Davo stood in the small hall between the rooms, directing men carrying large pieces of furniture.
“What’s going on?” Nic mumbled.
“He’s been shopping,” Fanny mumbled back from the other side of the hall. He was wrapped in similar fashion and just as bleary-eyed, but had a half-eaten banana in his hand. Ever since the tragedy of missing breakfast, Fanny had stocked up on food and snacks and now had a constant supply. Never again would he go hungry for more than five minutes.
“You aren’t the only one who can read the rule book, you know?” said Davo, waving a copy of the Ransom School Rules & Regulations at him. “Bring that one through here.” He indicated towards his room and the men carrying an antique chest of drawers dutifully obliged. “If we aren’t housed within the main school, we’re allowed to furnish the dwellings ourselves. Thanks to Conoling & Sons, this place is going to be a dwelling worth residing in. You won’t recognise the place once I’ve finished with it. Careful with that! Don’t chip the corner!”
Davo hurried off to make sure a wardrobe made of a rich dark wood wasn’t damaged as six men tried to thread it through the doorway. He seemed to be utterly in his element and having far more fun than anyone had a right to so early on a Sunday.
Nic returned to his room and tried to go back to sleep but it was impossible with the racket going on. He got up again, dressed and then left.
Outside, there were four wagons with the Conoling logo on the side. They were filled with furniture, rugs, lamps and assorted other items. Nic wondered how Davo could possibly fit so much into his room which was the same size as Nic’s.
The campus was quiet this early, although no doubt later there’d be whoops and cheers from the playing fields disturbing the cool autumn air.
The rest of the school existed in a separate world, one he wasn’t invited to. Students lived in dormitories with a House Master, a teacher who doubled as chaperone, advisor and guardian. Most students had attended Ransom since they were ten years old and their relationships with each other and with their teachers were well established.
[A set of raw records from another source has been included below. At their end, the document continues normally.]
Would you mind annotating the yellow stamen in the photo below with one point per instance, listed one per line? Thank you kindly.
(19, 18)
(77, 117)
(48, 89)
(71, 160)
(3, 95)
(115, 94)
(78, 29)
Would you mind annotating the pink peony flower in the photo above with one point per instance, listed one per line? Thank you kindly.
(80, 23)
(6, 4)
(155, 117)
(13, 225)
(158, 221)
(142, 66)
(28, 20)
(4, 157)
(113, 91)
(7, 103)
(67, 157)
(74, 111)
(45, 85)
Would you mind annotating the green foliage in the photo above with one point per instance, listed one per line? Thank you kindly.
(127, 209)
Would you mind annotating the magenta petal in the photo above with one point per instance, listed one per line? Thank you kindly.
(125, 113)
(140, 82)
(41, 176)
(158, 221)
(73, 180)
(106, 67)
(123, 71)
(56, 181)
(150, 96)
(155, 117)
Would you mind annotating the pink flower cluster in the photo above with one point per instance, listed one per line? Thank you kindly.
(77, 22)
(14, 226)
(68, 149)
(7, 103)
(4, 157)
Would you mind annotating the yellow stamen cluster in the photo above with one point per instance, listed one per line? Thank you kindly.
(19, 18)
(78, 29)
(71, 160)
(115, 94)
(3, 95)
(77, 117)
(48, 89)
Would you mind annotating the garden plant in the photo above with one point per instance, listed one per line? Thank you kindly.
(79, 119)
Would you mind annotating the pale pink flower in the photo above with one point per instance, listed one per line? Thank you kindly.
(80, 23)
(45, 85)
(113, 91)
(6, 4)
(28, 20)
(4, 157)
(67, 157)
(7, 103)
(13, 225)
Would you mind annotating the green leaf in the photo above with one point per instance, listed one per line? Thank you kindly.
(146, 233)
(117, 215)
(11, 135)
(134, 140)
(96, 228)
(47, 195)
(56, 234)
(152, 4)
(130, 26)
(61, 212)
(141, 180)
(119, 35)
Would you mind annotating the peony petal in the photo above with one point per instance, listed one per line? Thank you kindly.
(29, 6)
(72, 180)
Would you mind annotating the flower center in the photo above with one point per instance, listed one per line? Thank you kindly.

Everyone knew who was who and who did what and they slotted into their appointed roles in a very relaxed manner. You could see in the way they responded to each other how comfortable they were with being members of such a revered and lauded institution. To be a Ransom boy or girl was a badge of pride and, in most cases, a guarantee of future success.
Sports teams and hobby clubs abounded. They had their captains and presidents and secretaries and treasurers. There was a school newspaper run by students, a Poet’s Society that gave public recitals, even an Angler’s Association—notable catches were reported in the Ransom School Weekly. Nic often read through the list of clubs in the back of the school activities pamphlet that had come with his text books. He did this most nights as it helped him nod off to sleep.
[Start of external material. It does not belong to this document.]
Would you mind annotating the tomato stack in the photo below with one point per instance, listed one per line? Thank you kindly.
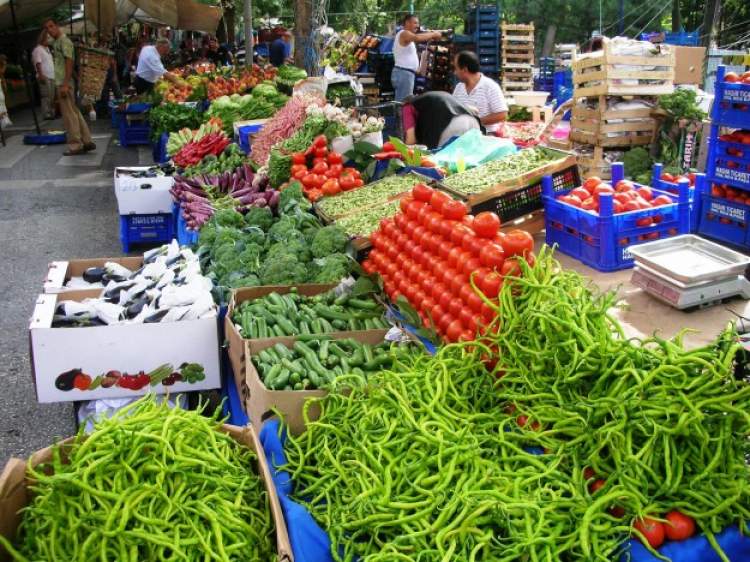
(322, 172)
(431, 250)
He had the whole list more or less memorised, including the names of the students who ran each group, and the teachers who oversaw them. If you wanted to join, you had to contact a designated officer of that club. Chances were, neither he nor the other Also-Rans would have been very welcome. Most likely, they would have been forced to undergo a humiliating ritual—the kind Fanny’s father had warned them about—and then treated like servants.
Nic had no desire to play hockey or improve his chess. He had only wanted to check the names for one particular person, and she wasn’t mentioned anywhere.
Nic made his way to the cafeteria and had breakfast alone at their regular table. The place was entirely empty, but he still chose to sit in the corner. Halfway through his porridge, Fanny turned up.
“He’s tearing down walls and building something,” he said from behind a mountain of pancakes. “Probably an indoor gazebo.”
Nic smiled. It was unlikely, although not impossible. “I think the place could use a fresh coat of paint.”
“I’m glad you feel that way,” said Fanny placing a whole pancake into his mouth in one go. “When I left him, he was in your room choosing new wallpaper.”
Nic left Fanny working on his second helping and went to the library. As soon as he walked through the doors he felt the relief of no longer having to deal with the strange, alien world he had landed on.
The library solved all problems. It used up his free time, gave him access to a limitless supply of knowledge and kept him away from suspicious teachers.
Having convinced Mr Varity his superior insights about The Bloodless War were due to his father telling him bedtime stories about it, and not a general expertise in Military History, he had decided to stay out of the way of students and teachers alike. A library was an excellent place to practise keeping your mouth shut.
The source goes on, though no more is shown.